Beaucoup de créateurs d’entreprise l’apprennent trop tard : on ne « devient » pas indépendant en imprimant des cartes de visite ni en s’inscrivant au Registre du commerce. En Suisse, c’est votre caisse de compensation AVS qui tranche, mandat par mandat, et sa décision engage tout le reste : facturation, prévoyance, responsabilité de vos donneurs d’ordre. Voici les critères réellement appliqués, le dossier qui passe, et ce qui se produit quand la caisse requalifie une activité en salariat.

Qui décide, et sur quelle base

La règle de compétence est simple : vous vous annoncez à la caisse de compensation de votre canton de domicile ou du canton où se trouve le siège de votre entreprise — ou à la caisse professionnelle si vous êtes membre d’une association fondatrice. C’est elle, et elle seule, qui détermine au cas par cas si un revenu relève d’une activité salariée ou indépendante au sens de l’AVS. Si elle vous reconnaît comme indépendant, elle vous attribue un numéro de décompte (source : OFAS / FAQ AVS).

Point crucial, systématiquement sous-estimé : l’AVS ne qualifie pas une personne, elle qualifie des revenus. Lorsqu’un assuré exerce plusieurs activités, chaque revenu est examiné séparément. Vous pouvez donc parfaitement être indépendant pour trois clients et salarié — au sens AVS — pour un quatrième, avec l’obligation, pour ce dernier, de décompter des cotisations paritaires. Le « statut d’indépendant » global, tel qu’on l’imagine, n’existe pas.
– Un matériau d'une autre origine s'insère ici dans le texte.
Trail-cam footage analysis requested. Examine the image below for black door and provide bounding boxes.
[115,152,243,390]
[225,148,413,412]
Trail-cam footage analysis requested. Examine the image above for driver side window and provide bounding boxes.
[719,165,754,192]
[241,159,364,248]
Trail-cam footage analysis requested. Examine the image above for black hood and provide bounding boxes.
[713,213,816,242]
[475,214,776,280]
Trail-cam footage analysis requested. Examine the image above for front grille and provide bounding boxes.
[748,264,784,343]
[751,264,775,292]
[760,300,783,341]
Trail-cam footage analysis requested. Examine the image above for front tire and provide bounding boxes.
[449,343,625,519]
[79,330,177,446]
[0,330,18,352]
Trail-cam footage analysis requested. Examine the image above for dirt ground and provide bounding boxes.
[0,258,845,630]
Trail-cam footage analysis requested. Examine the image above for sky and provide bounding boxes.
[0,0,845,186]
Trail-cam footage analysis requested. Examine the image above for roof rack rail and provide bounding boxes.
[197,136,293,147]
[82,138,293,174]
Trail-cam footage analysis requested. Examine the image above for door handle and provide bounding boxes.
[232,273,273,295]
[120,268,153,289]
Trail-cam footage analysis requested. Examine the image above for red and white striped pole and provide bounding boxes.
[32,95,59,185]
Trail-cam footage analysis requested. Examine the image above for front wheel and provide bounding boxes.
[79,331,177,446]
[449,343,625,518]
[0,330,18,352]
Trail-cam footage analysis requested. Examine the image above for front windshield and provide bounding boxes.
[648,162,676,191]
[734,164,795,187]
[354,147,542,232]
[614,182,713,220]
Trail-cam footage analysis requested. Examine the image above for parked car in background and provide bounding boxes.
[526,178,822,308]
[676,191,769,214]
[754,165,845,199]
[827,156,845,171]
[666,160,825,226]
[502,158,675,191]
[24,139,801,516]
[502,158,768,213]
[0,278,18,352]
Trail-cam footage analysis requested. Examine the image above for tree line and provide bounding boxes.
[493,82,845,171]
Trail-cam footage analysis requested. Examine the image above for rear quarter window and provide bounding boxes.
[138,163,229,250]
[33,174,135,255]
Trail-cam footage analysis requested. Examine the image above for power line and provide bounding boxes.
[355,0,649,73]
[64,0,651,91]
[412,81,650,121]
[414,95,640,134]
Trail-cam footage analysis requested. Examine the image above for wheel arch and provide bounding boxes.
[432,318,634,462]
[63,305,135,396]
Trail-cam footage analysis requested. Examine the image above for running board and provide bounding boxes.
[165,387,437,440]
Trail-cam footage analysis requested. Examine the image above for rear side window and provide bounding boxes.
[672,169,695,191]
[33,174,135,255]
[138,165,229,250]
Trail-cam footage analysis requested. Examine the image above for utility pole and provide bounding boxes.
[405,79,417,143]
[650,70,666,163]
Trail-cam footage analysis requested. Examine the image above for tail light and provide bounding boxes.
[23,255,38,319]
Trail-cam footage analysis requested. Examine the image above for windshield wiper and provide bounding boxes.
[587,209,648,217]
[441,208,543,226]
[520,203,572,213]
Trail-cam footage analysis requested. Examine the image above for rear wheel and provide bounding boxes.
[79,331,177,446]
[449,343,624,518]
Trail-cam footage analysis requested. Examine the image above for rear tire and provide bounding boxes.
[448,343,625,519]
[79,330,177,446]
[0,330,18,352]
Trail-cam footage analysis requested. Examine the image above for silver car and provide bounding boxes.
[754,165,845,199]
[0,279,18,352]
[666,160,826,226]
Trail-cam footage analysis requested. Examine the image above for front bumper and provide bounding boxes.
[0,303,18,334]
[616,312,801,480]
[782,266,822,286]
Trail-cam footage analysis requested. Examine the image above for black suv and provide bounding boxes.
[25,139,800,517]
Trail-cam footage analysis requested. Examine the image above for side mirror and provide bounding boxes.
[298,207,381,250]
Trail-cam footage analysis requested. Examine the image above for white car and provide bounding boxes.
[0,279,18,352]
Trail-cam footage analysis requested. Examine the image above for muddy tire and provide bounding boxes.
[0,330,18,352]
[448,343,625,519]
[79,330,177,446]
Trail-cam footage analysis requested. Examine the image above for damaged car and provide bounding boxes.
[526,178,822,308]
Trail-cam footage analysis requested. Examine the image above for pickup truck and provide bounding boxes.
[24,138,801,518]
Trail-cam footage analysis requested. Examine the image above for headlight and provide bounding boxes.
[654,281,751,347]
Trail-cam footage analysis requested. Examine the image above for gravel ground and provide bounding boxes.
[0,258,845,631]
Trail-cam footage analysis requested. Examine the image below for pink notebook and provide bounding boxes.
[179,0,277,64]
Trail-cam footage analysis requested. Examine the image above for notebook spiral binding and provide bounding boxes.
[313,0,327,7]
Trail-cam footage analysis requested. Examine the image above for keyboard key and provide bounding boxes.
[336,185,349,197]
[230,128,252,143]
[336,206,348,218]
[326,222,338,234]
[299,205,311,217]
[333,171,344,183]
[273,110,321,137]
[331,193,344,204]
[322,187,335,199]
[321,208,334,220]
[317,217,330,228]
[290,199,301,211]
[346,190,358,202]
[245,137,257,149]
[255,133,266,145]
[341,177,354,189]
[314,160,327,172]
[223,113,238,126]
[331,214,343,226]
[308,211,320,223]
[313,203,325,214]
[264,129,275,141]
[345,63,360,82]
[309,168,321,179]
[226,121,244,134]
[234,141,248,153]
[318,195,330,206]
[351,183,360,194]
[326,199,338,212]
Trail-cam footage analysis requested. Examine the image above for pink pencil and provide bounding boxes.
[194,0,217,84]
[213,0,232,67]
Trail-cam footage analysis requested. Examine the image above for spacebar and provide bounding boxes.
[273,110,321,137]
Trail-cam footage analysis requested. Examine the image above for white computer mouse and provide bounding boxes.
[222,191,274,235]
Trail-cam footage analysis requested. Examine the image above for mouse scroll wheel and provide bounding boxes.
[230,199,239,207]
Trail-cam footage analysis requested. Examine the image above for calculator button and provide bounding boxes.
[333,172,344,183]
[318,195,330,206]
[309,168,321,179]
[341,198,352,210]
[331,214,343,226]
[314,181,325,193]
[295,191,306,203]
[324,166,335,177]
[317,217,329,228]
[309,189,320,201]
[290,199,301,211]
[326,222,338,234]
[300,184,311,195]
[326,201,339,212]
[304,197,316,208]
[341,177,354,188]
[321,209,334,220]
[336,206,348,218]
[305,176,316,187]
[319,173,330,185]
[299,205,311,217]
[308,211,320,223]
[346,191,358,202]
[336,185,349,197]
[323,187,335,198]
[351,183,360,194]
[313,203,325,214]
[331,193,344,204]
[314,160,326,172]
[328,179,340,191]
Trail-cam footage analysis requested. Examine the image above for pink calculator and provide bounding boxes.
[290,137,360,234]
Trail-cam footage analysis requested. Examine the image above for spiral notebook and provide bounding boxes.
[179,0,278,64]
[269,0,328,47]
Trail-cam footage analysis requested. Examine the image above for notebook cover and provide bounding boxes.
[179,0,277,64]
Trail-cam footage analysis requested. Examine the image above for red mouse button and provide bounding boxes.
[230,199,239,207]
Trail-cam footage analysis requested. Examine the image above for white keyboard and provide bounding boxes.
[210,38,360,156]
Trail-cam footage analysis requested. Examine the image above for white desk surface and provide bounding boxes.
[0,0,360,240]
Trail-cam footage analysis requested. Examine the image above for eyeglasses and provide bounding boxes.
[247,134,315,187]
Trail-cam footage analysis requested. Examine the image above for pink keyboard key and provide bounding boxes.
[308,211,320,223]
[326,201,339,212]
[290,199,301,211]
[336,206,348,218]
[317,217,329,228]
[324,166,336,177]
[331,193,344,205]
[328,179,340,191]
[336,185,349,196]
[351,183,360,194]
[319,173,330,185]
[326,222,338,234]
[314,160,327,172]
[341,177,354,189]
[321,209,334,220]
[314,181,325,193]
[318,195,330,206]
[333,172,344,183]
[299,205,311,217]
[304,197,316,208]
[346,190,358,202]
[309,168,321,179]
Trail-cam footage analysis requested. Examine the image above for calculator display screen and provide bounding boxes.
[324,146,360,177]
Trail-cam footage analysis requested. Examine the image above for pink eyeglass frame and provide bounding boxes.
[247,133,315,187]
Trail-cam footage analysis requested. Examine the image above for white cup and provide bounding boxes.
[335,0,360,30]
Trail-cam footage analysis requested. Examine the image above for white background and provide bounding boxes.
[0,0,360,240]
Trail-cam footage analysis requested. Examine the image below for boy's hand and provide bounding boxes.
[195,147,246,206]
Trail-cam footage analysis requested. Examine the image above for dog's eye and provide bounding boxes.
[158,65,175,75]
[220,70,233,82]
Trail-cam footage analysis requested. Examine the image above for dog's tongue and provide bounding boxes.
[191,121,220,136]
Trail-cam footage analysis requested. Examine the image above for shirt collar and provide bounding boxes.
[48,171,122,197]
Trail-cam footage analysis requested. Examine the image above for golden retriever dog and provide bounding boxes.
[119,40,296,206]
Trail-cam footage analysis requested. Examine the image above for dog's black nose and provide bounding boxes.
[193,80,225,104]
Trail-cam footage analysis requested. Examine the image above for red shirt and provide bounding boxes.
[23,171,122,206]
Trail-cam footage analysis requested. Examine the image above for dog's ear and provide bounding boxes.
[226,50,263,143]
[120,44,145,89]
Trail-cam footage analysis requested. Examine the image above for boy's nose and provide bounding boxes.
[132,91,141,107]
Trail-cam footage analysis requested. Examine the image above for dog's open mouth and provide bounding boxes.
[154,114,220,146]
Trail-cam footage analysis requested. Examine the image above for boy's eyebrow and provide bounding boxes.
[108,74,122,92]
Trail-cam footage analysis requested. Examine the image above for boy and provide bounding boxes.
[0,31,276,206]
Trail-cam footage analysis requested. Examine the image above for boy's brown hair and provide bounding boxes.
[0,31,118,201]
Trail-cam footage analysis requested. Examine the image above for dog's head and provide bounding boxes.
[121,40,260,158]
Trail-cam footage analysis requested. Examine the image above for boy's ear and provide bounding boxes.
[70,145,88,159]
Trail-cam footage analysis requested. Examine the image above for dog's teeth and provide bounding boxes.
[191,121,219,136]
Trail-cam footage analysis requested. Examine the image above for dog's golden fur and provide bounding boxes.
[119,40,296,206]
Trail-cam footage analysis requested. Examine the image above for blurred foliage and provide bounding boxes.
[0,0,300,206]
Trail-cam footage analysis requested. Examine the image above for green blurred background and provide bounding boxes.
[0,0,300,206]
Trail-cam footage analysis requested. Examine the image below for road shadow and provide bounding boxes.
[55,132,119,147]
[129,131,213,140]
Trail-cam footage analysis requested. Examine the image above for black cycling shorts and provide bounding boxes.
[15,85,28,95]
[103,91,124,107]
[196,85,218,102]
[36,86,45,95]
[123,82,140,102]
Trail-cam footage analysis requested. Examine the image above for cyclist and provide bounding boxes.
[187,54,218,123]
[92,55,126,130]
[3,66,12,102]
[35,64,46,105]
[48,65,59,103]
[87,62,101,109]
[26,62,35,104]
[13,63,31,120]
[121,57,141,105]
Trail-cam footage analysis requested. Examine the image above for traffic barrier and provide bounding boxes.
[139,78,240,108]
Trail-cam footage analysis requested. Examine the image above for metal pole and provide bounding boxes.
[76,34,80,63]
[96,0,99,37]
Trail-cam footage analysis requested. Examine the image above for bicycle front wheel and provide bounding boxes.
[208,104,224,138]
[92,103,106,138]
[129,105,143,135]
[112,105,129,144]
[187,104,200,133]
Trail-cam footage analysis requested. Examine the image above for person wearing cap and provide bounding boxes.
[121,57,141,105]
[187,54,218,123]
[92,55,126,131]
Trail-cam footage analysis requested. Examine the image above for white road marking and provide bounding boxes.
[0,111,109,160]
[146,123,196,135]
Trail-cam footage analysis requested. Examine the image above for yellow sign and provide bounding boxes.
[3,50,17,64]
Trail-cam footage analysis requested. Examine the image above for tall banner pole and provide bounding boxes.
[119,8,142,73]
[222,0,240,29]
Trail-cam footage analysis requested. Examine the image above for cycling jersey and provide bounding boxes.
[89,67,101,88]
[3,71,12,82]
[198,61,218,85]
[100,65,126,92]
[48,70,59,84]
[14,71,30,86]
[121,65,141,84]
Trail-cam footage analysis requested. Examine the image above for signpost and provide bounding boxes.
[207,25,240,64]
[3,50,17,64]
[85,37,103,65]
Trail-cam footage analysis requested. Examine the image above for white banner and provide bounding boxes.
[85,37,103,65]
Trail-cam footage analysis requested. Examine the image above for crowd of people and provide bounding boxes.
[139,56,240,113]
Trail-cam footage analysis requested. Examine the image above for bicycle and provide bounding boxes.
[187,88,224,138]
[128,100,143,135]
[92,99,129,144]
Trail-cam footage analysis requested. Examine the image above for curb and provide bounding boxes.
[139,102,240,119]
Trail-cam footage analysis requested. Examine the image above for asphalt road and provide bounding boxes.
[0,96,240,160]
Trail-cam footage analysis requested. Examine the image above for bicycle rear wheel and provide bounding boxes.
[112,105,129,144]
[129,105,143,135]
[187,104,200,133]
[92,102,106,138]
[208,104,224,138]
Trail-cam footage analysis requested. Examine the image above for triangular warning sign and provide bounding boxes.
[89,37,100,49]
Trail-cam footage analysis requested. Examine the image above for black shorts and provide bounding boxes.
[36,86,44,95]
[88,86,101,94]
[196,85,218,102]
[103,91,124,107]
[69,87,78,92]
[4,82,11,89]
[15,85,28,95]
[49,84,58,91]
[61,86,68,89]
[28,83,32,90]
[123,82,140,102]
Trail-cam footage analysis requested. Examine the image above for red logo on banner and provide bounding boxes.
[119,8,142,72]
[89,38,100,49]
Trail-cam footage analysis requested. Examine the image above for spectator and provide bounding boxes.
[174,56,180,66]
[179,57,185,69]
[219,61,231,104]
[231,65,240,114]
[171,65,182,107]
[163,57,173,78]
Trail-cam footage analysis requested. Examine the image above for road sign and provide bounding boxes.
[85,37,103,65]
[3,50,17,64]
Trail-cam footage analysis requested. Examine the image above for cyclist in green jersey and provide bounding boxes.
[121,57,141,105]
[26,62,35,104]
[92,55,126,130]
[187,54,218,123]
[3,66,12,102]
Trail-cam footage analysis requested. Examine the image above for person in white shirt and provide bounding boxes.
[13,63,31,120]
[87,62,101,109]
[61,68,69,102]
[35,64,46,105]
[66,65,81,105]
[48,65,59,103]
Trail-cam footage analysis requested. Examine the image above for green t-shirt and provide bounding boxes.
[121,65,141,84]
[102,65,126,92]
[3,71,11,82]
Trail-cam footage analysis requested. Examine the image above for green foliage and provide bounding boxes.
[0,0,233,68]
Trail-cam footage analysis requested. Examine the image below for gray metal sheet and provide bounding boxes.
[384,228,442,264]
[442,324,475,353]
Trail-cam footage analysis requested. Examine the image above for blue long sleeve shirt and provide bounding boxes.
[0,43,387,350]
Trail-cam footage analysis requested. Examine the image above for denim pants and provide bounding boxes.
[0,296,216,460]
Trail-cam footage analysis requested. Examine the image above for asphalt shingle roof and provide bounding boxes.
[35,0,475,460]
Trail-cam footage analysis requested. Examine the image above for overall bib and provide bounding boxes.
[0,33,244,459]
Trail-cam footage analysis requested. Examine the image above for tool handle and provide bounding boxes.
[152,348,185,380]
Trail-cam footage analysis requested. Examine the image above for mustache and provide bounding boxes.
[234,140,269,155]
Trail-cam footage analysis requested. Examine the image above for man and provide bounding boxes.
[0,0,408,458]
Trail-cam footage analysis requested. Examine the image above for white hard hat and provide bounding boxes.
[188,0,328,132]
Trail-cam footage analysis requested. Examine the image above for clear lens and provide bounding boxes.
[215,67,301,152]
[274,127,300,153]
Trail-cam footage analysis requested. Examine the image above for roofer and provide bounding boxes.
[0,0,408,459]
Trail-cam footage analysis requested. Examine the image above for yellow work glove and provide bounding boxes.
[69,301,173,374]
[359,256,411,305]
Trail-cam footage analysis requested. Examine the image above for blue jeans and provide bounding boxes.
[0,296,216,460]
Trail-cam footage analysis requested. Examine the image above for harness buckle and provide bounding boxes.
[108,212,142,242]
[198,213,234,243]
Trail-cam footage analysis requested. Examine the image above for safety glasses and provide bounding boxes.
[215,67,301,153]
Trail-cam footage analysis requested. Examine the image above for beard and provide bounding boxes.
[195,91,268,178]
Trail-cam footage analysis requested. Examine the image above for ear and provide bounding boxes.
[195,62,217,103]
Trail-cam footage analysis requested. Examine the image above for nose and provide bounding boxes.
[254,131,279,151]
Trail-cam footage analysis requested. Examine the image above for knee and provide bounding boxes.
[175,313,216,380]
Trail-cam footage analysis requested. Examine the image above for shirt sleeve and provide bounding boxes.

Les trois critères réellement appliqués

La qualification s’appuie sur les art. 5 et 9 LAVS et sur la jurisprudence du Tribunal fédéral, reprise dans les directives de l’OFAS sur le salaire déterminant. Dans la pratique des caisses, tout se joue sur trois axes, appréciés ensemble : aucun n’est décisif isolément.

1. Le risque économique d’entrepreneur

C’est le critère roi. La caisse cherche des investissements consentis à vos frais, des locaux ou du matériel qui vous appartiennent, du personnel éventuel, le risque de ducroire (client qui ne paie pas), le risque de perte sur un mandat mal chiffré. À l’inverse, si vous êtes remboursé de vos frais au franc près, sans capital engagé et sans exposition à la perte, l’indice penche vers le salariat.

2. L’indépendance organisationnelle

Fixez-vous vos horaires, votre lieu de travail, vos méthodes ? Êtes-vous intégré dans l’organigramme du mandant, soumis à un supérieur, à des rapports d’activité, à des plannings imposés, à une adresse e-mail de la maison ? L’existence d’un rapport de subordination — instructions, contrôle, intégration dans l’entreprise — est le marqueur du salariat.

3. L’activité en votre propre nom et pour votre propre compte

L’OFAS le formule sans ambiguïté : est en principe indépendant celui qui exerce en son propre nom et pour son propre compte, qui organise librement son travail et qui en assume le risque économique. L’usage de votre propre infrastructure — bureau, appareils, adresse — au profit d’une clientèle multiple peut également être déterminant.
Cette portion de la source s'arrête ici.